MEC: Which of the artworks in the Pozzi Collection caught your eye and why? Do you think you will create a work inspired by and in dialogue with this collection?

GA: There were several works among the Pozzi Indo-Persian Collection with compositions that were juxtapositions of calligraphy that ran horizontally, vertically and diagonally, with each direction contained within color-blocked rectangles (Fig. 2). So text is an integral part of the aesthetic form of those works: the multi-directional positioning of the calligraphy reflects the multi-dimensional nature of text. For the past several years, I’ve been working on a brass sculpture, inside of which will be a rare and unusual emerald. The sculpture is incised with the Rumi poem, “Love is an Emerald”—so the text, like the text in the calligraphic compositions, becomes an integral part of the sculpture and takes on a metaphorical resonance as well. After seeing the artworks in the Pozzi Collection, I created a collage—or merger—of one of the Persian calligraphies, the text of the Rumi poem, and a rendering of the sculpture-in-progress. It was my rumination on our aesthetic engagement with text beyond a fixed point in time.

Estampe

Fig.2. Specimens of nasta’lîq calligraphy with margins of floral scrolls, c. 1560. Ink, pigments and gold, on paper mounted on a pale pink album page, 36 x 23.5 cm (page). Legs Jean Pozzi, 1971, inv. 1971-0107-0052 v

MEC: The process you described as a “collage” to create a work of art from a calligraphic composition is a reminder of the assemblage made by some art dealers and collectors, who created pages made from samples of calligraphy from different manuscripts combined with marginalia and painting. Folios were cut and split, and then pasted together to create a “new” page. This might be seen as shocking if we consider a work of art as inalienable and we reflect on the notion of authenticity. Do you think that a work of art has a life which can be carried on beyond its original creation, that it can be touched, modified, even destroyed, to be reborn? What are your thoughts about the notion of destruction/creation and authenticity? Is this something you can contextualize vis-à-vis the quotation by Andrea Emo: These writings, when burned, will finally cast a little light2 ?

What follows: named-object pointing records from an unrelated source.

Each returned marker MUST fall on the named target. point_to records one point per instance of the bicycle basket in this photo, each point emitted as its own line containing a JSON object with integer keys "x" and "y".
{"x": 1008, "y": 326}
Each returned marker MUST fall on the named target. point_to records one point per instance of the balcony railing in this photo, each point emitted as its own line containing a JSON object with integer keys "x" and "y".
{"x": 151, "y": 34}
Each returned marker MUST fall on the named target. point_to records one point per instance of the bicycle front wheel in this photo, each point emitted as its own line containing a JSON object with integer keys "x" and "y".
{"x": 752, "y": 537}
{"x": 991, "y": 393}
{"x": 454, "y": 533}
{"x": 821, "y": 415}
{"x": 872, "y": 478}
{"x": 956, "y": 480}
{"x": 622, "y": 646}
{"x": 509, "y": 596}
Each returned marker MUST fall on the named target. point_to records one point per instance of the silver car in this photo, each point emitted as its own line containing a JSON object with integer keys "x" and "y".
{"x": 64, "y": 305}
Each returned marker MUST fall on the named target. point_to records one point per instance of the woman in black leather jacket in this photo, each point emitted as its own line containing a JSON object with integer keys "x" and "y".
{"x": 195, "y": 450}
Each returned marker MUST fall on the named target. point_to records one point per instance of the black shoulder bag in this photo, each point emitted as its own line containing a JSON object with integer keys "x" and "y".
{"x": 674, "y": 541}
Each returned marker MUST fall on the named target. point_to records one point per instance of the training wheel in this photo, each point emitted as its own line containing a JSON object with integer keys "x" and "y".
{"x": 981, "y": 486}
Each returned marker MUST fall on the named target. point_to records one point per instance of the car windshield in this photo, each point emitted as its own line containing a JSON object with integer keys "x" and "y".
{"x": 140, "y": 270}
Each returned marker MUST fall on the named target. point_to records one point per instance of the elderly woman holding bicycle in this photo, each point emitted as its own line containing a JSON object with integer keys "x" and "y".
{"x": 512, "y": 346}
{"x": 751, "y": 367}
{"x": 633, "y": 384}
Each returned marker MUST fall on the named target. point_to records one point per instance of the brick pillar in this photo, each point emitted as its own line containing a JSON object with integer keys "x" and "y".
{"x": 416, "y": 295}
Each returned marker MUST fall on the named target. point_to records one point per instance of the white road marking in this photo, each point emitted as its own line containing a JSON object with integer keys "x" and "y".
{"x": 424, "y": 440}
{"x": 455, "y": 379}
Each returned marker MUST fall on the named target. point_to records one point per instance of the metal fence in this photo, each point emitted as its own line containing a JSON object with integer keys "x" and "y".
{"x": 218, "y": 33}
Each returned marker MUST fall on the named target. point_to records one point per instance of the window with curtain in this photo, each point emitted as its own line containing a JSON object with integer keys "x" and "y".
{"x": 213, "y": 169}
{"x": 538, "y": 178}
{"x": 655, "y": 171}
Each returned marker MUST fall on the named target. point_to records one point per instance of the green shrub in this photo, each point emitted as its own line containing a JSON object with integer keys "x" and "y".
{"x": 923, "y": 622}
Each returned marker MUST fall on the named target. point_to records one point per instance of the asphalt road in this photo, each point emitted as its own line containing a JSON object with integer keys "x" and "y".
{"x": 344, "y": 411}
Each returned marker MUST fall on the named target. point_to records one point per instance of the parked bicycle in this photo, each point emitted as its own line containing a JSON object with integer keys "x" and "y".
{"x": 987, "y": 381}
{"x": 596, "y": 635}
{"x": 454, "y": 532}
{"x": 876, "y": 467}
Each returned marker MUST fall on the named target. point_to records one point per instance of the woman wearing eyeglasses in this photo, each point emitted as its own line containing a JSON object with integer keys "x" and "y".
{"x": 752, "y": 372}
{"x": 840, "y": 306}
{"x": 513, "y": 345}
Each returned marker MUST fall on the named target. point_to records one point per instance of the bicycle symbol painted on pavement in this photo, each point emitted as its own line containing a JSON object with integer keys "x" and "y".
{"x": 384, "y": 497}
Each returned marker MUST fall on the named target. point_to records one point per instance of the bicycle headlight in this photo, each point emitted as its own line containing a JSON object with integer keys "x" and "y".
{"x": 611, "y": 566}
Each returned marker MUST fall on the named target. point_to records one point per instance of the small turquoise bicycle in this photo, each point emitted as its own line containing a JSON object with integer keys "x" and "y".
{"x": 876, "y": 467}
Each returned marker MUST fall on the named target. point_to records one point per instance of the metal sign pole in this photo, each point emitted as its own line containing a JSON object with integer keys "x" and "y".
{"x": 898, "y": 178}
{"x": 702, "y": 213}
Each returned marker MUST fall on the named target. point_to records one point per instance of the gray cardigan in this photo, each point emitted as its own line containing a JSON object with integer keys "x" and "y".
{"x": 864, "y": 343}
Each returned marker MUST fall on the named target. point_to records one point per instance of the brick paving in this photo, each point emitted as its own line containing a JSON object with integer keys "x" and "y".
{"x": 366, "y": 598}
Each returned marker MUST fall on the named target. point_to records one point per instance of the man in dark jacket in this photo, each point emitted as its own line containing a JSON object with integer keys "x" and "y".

GA: There’s a lot to consider in these questions…once a work of art leaves the studio, it’s physically impossible to maintain control over it. And throughout history, paintings—by artists ranging from Raphael to Courbet—have been altered to adhere to the preferred aesthetics of the time. What we can say is that it was not the artist’s intent. Part of my practice involves recontextualizing, embellishing or altering antique and vintage pieces—which include spiritual icons, cultural artifacts or everyday objects that have become obsolete. My goal in doing that is to re-activate the meaning inherent in the object, and to translate that narrative into a contemporary context, while retaining its historical identity. I think we need to be careful in considering the Emo quote, as there are many ways in which it could be interpreted. If we consider it literally, I believe it all comes down to intention: what is the intention of the burner? Is it to erase a culture? Then it is cultural genocide. On the other hand, perhaps it is an act of self-liberation by the writer, who is intent on freeing themself from what they have previously written, and illuminating a new path.

Notes

  • 1.

    About Jean Pozzi’s donation to the MAH, see: Marie-Eve Celio-Scheurer, « Le legs de Jean Pozzi (1884-1967) au musée d’art et d’histoire de Genève », MagMAH, 2024, no 5, p. 55-57.

  • 2.

    This quotation was used as the title for the exhibition “Anselm Kiefer. Questi scritti, quando verranno bruciati, daranno finalmente un po' di luce (Andrea Emo)", Venice, Palazzo Ducale, March 26, 2022 - January 6, 2023.